I’d be remiss if I didn’t mention that we still have some sponsorship opportunities available for the show. We’re thrilled to have the support of great partners, ESPN Radio, Premiere Networks, FOX Sports Radio, Stone Voiceovers, Compass Media Networks, Point to Point Marketing, and Core Image Studio. If you’d like to be part of the event too, email JBarrett@sportsradiopd.com for additional details.
One final note, airfare is low right now. There are roundtrip flights to and from New York from many major cities for less than $200.00. We’ve also secured a low hotel rate of $109.00 per night at Hotel Edison in NYC to help companies and individuals keep costs down.

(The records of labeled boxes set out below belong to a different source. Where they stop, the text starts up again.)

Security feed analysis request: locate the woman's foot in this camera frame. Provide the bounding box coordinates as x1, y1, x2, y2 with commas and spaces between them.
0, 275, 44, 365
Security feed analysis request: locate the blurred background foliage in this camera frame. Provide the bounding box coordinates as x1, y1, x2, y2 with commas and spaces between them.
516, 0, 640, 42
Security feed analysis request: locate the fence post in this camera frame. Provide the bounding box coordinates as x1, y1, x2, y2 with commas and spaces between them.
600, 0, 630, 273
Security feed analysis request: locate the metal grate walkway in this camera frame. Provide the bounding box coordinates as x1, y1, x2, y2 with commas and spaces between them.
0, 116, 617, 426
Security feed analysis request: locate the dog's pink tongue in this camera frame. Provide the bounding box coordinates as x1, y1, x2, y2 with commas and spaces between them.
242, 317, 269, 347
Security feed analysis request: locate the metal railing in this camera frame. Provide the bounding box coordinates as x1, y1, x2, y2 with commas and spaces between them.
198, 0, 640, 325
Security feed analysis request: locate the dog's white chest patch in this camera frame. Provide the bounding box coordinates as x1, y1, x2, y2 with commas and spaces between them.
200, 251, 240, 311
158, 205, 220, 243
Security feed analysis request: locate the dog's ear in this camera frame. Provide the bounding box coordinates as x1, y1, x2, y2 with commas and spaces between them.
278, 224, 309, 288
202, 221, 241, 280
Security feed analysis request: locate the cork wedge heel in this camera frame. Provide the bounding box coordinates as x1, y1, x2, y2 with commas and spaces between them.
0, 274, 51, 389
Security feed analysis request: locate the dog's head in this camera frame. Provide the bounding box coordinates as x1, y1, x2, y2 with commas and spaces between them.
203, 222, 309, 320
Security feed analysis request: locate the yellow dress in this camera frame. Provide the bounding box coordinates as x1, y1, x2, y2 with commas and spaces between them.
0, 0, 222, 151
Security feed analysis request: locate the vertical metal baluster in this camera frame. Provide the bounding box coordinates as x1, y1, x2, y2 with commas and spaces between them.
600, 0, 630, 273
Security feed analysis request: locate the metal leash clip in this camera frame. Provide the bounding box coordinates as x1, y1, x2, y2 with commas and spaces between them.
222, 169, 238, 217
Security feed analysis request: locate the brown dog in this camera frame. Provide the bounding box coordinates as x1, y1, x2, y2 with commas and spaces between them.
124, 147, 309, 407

The sports media industry has endured two years of difficulty due to the pandemic, preventing many from networking, learning, celebrating, and growing. The two days we spend together in the big apple won’t solve every issue facing our business, but I promise you’ll leave the show more informed, more connected, and better prepared for the challenges that lie ahead.
Hope to see you in New York on March 2nd and 3rd.